Resonant nuclear reaction $^{23}$Mg $(p,\gamma)$ $^{24}$Al in strongly screening magnetized neutron star crust

TL;DR

This paper investigates how strong electron screening in superstrong magnetic fields affects the nuclear reaction rates of $^{23}$Mg $(p,)$ $^{24}$Al on magnetar surfaces, revealing significant enhancements that impact nucleosynthesis and element distribution.

Contribution

The study introduces a model for SES effects on nuclear reaction rates in SMFs, showing rates can be greatly increased, especially at high magnetic fields, influencing nucleosynthesis pathways.

Findings

Reaction rates can increase by up to three orders of magnitude due to SES.

Model results agree with previous models at low densities and magnetic fields.

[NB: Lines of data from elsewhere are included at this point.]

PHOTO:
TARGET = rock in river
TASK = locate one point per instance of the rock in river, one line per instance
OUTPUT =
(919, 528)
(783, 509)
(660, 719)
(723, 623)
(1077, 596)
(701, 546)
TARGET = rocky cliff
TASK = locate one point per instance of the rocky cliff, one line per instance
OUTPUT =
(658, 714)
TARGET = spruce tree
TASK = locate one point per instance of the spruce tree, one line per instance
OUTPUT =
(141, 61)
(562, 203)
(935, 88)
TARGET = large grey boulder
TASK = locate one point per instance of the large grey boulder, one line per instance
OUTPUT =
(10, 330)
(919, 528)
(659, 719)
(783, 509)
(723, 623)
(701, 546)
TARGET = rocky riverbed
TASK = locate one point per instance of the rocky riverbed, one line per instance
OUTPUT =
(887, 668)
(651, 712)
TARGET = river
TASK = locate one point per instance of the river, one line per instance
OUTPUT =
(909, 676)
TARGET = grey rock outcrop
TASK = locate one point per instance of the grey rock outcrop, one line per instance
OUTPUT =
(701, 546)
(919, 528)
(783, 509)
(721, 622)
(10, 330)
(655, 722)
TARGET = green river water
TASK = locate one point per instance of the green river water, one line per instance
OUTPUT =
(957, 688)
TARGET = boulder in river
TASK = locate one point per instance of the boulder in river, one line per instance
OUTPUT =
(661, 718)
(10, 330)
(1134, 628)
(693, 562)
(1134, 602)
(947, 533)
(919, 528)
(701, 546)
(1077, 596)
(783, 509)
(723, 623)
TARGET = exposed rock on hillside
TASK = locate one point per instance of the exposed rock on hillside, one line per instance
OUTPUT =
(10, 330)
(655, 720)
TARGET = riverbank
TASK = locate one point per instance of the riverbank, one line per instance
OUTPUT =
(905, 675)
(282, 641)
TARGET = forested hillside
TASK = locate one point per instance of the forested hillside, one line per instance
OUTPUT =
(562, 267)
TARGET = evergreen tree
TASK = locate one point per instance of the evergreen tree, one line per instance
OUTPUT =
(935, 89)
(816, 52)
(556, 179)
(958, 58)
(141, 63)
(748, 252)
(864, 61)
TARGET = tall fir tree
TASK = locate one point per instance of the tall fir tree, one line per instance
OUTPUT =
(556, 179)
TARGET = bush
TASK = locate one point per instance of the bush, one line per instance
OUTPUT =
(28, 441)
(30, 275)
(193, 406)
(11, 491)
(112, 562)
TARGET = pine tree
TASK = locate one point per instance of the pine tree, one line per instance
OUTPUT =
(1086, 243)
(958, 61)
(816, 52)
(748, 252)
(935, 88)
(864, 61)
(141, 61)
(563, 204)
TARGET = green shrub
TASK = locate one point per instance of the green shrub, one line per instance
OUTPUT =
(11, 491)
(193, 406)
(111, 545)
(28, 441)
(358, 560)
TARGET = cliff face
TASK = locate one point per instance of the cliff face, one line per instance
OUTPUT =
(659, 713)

Enhanced reaction rates lead to increased production of heavy nuclides like $^{26}$Al.

Abstract

Basing on the relativistic theory in superstrong magnetic fields (SMFs), we investigate the influence of strong electron screening (SES) on the rates of nuclear reaction $^{23}$Mg $(p, \gamma)$ $^{24}$Al by three models of Lai (LD), Fushiki et al. (FGP), and Liu et al. (LJ) on the surface of magnetars. Our results show that the rates can be greatly enhanced by three orders of magnitude due to the influence of SES. The rates in our model are in good agreement with those of LD and FGP at relatively low density environment (e.g. $\rho_7<0.01$) for $1<B_{12}<10^2$. On the other hand, in relatively high magnetic fields (e.g. $B_{12}>10^2$), the rates of our model can be 1.58 times and around three orders of magnitude larger than those of FGP and LD, respectively. The significant increase of the rates of our model for $^{23}$Mg $(p, \gamma)$ $^{24}$Al implies that more $^{23}$Mg will escape from the Ne-Na cycle due to SES in SMFs. As a consequence, the next reaction $^{24}$Al $(\beta^+, \nu)$ $^{24}$Mg will produce more $^{24}$Mg to participate in the Mg-Al cycle. Thus, it may lead to synthesize a large amount of production of $A\geq 20$ nuclides (e.g. $^{26}$Al) on the surface of magnetars. These heavy elements (e.g. $^{26}$Al) may be thrown out due to the compact binary mergers of double neutron star (NS-NS) or black hole and neutron star (BH and NS) systems. Our results may help to understand why the $^{26}$Al is always overabundance in the interstellar space. Our conclusion may be helpful to the investigation of the nucleosynthesis of some heavy elements, the energy generation rate, and the numerical calculations of magnetars evolution.